I'm also putting in a window, so I can see what's going on in the hive without opening it up. I got really lucky in this department because I had leftover plexiglass from making chicken coop windows, and I found some channeled wood from a previous owner in the garage, which I used for the frame.  I'll still need to get into the hive to check on the queen periodically, but I'll be able to see the bees' progress without disturbing them.  The new hive body is nearly done- I just need to cut some ventilation in the sides near the top.  I also plan on coating both the inside and the outside with melted beeswax- the outside will have some raw linseed oil or salad oil mixed in it.


Next weekend I make the top bars and affix the last corrugated panel I have to the roof of the old hive, which I'm reusing.  Then the hive can go on some stacked up concrete pavers in the back yard where I can keep the girls a little cooler during the summer and I'll keep it low enough that I can check it out sitting down.

It's too bad that the first colony had to die to teach me all this. Hopefully, this year things will be different and they'll do a LOT better.

5 comments:

Jenny Debeaux said...

Paula,

Have you checked that the colony collapse was just from lack of food? I'm struck by the mould on the inside of the hive and wonder, even at this late stage, if the collapse was from something like Foul Brood or some such thing. If so, you need to burn the hive so as to get rid of any spores etc.

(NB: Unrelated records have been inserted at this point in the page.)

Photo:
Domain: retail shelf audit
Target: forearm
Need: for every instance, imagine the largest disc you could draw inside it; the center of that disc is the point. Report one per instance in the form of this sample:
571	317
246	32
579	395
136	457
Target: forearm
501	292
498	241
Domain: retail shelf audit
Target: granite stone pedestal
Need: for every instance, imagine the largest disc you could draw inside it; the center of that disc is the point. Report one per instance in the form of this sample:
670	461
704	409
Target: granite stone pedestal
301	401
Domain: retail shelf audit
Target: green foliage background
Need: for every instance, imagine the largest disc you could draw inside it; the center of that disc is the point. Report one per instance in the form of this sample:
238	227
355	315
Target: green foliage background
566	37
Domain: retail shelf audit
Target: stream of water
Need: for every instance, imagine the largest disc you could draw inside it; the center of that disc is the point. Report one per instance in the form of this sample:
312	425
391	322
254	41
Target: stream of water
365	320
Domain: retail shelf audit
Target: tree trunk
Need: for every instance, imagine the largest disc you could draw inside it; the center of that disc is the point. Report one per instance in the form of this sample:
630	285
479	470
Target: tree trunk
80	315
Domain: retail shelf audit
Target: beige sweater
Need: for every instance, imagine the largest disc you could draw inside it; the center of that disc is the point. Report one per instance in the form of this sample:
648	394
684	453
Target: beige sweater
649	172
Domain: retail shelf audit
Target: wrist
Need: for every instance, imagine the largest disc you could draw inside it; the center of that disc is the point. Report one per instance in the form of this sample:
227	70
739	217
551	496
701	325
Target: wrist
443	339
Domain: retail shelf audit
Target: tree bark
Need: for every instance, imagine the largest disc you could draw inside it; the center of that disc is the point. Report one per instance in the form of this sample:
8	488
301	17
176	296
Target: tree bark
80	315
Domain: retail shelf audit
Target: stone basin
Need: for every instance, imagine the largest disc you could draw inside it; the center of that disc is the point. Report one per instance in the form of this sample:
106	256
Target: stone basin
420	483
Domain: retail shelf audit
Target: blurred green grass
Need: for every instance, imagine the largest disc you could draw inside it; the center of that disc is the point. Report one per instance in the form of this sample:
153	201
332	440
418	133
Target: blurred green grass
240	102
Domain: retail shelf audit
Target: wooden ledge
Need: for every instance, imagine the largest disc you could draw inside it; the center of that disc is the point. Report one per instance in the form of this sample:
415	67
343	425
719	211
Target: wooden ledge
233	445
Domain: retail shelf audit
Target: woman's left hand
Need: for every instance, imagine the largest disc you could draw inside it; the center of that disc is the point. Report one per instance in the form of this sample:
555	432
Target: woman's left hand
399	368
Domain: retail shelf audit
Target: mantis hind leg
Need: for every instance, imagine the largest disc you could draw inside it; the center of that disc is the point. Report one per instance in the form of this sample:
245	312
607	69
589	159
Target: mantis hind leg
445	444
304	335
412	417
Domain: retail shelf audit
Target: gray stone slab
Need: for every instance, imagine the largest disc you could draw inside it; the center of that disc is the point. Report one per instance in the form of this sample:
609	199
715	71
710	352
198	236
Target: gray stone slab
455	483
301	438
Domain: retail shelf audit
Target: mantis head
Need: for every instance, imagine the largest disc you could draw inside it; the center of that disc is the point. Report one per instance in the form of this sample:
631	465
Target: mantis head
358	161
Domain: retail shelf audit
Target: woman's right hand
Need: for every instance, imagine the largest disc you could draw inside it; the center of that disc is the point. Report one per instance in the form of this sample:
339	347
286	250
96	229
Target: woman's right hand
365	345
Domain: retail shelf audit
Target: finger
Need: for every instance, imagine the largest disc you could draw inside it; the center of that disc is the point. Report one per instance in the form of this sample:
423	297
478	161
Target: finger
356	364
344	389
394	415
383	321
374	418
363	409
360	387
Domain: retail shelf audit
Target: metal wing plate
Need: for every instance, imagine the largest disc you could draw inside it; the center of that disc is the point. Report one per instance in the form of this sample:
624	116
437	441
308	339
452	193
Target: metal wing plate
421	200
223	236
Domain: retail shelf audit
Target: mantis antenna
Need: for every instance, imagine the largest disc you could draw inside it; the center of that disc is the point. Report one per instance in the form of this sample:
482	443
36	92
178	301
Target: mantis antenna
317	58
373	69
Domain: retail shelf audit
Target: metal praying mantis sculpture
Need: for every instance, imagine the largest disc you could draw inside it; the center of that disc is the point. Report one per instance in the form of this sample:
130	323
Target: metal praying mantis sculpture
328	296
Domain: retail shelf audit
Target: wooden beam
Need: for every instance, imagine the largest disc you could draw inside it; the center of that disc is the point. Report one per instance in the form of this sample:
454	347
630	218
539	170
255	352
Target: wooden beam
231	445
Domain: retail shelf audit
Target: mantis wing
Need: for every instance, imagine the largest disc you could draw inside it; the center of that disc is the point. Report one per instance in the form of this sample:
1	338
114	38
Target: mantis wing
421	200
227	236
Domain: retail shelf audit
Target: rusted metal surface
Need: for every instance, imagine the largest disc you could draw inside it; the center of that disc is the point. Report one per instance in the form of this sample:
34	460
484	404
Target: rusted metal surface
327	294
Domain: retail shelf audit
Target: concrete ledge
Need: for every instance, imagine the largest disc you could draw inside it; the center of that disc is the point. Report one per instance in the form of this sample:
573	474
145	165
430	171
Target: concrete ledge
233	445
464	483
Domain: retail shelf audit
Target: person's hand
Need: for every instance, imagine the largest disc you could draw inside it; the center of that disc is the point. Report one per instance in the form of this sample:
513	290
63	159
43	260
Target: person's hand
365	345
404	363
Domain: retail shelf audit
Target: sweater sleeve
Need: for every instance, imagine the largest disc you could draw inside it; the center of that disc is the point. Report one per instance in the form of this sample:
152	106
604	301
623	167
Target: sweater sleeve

Are you going to take a beekeeping course this year? They can be great fun!!

Good luck....

jules said...

Good luck with it this year, Paula. It will be interesting to follow the progress.

Paula said...

Hi Jenny-

I actually took a class a couple of years ago, but it was more geared toward conventional beekeeping with Langstroth hives and medication. I like the thought process at BackYardHive.com, so I expect to learn more what I need to know from their DVD. As I mentioned in my post, I learned a great deal from the short excerpt from the longer version DVD they have, which is why I want it.

I don't suspect that it was foulbrood, because it didn't stink and I understand foulbrood smells pretty bad. They either didn't get enough to eat, which will be easier to monitor by feeding them outside the hive, or, as the girl I talked to at Ruhl bees where I bought them said, the queen may have died. Since the brood combs for the most part were empty (the picture was one of only two with brood in them) I suspect that she was right. I can re-queen the hive as late as September, which is when they get the last of their mated queens, but I want to see what BYH says about that first.

At any rate, the hive is going in the trash, which is why I'm building a new one.

Jenny Debeaux said...

Thanks, Paula. I'm very drawn to the top bar hive way of thinking, too. I can't keep bees right now though because of where we live and had to throw the last of my hives away recently, as it had rotted for lack of use!

Not that I mind because I can now buy top bar stuff. Have you read Philip Chandler's book on keeping bees this way? I haven't yet but it's on my list - and he also has a website you may have encountered. I think it's something like http://www.biobees.com

Glad all is going well!
J

Tamar@StarvingofftheLand said...

Good luck with the new hive! I know the heartbreak of losing a colony (many times over!), and I'm so glad you're getting back on the horse. My beekeeping skills are not such that I have any constructive comments -- all I can offer is moral support.